On Thu, Dec 24, 2015 at 7:52 AM, Ian Bays <ian.bays at ptfs-europe.com> wrote:

> Thanks Cecil and others,
>
> It's almost there but not quite.  I can get a match using index
> LC-card-number in an authority match rule as long as the contents of the
> 010$a in the authority record already in Koha has at most one space between
> parts and has no trailing space.  Just for context and comparison here are
> the vital statistics of the system:
>
> The version of Koha is 3.20.01.000 and we are MARC21 using dom indexing
> and icu chains.
> The system is a dev install on Debian.
>
> I have retried on a similar but new install on version 3.20.03.000.  Same
> result.
>
> I am tempted to conclude that the actual indexes are being loaded with the
> extra spaces (and retrieved) but am struggling to work out how to change
> that behind the scenes.
> The term provided by the staging process from the incoming record does
> seem to strip excess spaces before searching but then does not match what
> is in the indexes.
> I noticed there have been some bugzilla entries that have had to use
> "normalize-space" in the xsl stylesheet (authority-zebra-indexdefs.xsl)

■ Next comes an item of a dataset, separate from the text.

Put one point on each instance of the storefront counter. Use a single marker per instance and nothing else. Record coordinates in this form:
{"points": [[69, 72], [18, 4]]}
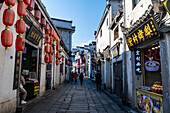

> that I think is used to load the authority indexes but it does not seem to
> be in use for the 010 tag.
> Reading what that procedure does it would seem to be the way to fix the
> problem.  However my attempts to edit the xsl stylesheet have not yet been
> successful.
>
> The correct definitions for the 010$a do seem to allow for and expect
> these extra spaces in the MARC data (
> http://www.loc.gov/marc/authority/ad010.html).  So the 010$a is a bit
> weird in that it is in a subfield but within that the character positions
> are supposed to be fixed.  However I think that stripping excess spaces for
> dom indexing for this tag would solve this matching problem without
> introducing any other problems.
>
> If we can get that resolved I would appreciate hearing from anyone using
> (say) Marcive authority updates to then update the controlled fields in the
> bib records.
>
> Sorry if this is a bit heavy for the holiday season, and thanks again for
> the pointers.
>
> Ian
>
> On 22/12/2015 21:09, Hillyard, Cecil wrote:
>
>> Our authority records  have spaces, or not, depending on the type
>>
>>
>> Agatha Christie: (personal name)
>> 010 ## - LIBRARY OF CONGRESS CONTROL NUMBER
>>    a LC control number n 79038407
>>    z Canceled/invalid LC sh 85025298
>>
>> 1 space after the n.
>>
>> Eagles of Death Metal (Corporate name)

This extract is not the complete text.